Prove a step in exercise 1.19 Brezis's Functional Analysis

Question

Let $E$ be a normed vector space, and $F: \mathbb{R} \to (-\infty, \infty]$ be a convex l.s.c. function such that $F(0) = 0$ and $F(t)\ge 0, \forall t\in \mathbb{R}$. Set $\varphi(x) = F(||x||)$.

Prove that $\varphi$ is convex, l.s.c. and that $\varphi^*(f) = F^*(||f||)$.

I'm stuck at the part proving $\varphi^*(f) = F^*(||f||)$. More specifically, I don't know how to prove $$\sup_{x\in E} (f(x) - \varphi(x)) = \sup_{y\ge 0} (||f||y - F(y)).$$ Thank you very much for any hint or solution.

Answer 1

Since $f(x) \le \|f\|\cdot \|x\|$, the inequality "$\le$" follows.
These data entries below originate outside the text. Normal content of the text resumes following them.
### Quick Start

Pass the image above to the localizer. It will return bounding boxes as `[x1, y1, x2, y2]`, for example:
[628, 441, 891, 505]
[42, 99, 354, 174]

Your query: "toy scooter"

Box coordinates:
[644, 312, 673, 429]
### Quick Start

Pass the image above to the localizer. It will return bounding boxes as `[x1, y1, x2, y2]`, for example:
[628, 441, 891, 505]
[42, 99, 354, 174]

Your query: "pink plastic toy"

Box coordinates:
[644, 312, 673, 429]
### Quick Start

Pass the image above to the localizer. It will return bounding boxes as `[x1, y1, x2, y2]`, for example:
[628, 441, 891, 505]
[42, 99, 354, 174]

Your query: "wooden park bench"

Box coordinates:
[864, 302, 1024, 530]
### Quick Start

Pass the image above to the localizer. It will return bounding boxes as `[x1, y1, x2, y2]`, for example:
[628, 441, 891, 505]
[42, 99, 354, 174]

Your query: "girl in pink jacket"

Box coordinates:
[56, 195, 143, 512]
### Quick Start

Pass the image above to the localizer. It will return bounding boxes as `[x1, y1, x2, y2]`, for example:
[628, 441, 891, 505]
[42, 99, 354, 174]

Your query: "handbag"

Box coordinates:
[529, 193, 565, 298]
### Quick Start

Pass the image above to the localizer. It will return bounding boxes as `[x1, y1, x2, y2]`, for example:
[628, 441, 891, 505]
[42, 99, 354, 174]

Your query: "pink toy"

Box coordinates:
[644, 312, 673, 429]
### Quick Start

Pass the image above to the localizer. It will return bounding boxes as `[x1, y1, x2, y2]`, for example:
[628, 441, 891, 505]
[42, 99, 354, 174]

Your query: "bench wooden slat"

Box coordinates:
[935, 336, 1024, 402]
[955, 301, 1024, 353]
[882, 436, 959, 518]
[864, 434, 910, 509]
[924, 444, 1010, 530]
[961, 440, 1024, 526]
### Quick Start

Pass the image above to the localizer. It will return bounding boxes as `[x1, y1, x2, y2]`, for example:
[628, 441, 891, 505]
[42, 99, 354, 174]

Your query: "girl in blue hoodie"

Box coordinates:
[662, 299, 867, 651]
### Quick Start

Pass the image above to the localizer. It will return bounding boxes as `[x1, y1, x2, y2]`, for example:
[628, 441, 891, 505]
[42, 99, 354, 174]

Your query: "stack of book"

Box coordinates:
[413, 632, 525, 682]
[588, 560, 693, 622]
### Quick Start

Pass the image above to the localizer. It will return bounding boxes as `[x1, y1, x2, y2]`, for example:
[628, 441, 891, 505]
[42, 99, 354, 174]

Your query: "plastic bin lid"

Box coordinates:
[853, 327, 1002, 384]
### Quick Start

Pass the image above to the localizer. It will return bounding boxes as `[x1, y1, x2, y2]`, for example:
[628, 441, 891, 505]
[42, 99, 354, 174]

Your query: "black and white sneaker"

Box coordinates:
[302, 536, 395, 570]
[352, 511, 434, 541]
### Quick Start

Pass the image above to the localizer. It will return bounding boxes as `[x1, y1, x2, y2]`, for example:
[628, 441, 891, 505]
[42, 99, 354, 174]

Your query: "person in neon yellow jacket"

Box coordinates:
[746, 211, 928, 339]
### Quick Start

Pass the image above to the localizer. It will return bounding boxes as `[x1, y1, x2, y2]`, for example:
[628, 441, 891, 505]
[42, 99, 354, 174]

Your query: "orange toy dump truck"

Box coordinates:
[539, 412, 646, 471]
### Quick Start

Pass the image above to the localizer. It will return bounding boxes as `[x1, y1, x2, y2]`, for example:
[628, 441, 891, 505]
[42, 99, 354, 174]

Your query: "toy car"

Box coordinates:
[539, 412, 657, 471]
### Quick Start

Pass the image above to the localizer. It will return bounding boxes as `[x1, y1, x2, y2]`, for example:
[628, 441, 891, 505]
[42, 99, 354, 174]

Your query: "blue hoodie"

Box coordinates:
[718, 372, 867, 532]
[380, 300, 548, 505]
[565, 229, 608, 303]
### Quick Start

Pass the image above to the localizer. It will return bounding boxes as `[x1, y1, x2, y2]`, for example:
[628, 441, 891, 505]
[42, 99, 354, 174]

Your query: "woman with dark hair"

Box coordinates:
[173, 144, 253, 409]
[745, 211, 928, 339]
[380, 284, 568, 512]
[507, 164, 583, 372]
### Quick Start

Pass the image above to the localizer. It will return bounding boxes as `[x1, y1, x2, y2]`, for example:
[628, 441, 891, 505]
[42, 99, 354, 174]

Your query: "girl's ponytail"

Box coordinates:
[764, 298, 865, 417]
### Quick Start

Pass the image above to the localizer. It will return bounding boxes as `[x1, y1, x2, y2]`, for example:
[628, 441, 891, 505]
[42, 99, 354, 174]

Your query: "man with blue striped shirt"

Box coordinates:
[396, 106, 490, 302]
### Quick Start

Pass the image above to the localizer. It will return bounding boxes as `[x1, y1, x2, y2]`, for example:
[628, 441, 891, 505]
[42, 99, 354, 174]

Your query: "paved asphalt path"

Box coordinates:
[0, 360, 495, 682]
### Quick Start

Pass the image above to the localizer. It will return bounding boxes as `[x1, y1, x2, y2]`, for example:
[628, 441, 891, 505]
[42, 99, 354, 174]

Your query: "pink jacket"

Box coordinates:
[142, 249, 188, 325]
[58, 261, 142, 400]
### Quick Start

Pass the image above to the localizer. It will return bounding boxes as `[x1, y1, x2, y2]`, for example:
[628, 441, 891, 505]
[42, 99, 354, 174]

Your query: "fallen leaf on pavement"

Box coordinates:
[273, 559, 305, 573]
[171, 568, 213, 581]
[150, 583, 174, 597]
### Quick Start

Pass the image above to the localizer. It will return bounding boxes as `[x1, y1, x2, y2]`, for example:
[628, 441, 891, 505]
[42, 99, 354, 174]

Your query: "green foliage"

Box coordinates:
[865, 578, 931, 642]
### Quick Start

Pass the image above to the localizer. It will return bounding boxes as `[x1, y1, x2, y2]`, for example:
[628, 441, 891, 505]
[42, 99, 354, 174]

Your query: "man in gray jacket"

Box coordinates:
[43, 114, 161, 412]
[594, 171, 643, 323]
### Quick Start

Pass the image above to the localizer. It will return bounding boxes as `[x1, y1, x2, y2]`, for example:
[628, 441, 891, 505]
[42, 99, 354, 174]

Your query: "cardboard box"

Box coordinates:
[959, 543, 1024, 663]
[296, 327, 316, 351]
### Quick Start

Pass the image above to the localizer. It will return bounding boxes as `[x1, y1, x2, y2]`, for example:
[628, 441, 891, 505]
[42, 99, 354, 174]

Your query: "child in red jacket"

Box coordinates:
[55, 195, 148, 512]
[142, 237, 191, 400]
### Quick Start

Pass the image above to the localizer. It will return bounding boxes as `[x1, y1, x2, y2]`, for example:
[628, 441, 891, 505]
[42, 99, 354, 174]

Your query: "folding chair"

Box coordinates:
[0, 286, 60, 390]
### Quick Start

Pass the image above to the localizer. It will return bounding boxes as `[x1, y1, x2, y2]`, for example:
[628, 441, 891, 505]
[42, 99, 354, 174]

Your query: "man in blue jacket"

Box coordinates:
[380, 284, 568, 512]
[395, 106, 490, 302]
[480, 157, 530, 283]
Take $\epsilon>0$. Then there is $x_\epsilon$ with $\|x_\epsilon\|=1$ and $f(x) \ge \|f\|-\epsilon$. Then for $t>0$ $$ \sup_{x\in E}(f(x)-\phi(x))\ge f(tx_\epsilon) - \phi(t) \ge t (\|f\|-\epsilon) - \phi(t). $$ This holds for all $\epsilon>0$, hence $$\sup_{x\in E}(f(x)-\phi(x))\ge t \|f\| - \phi(t). $$ Taking the supremum over $t>0$ on the right hand side yields the claim.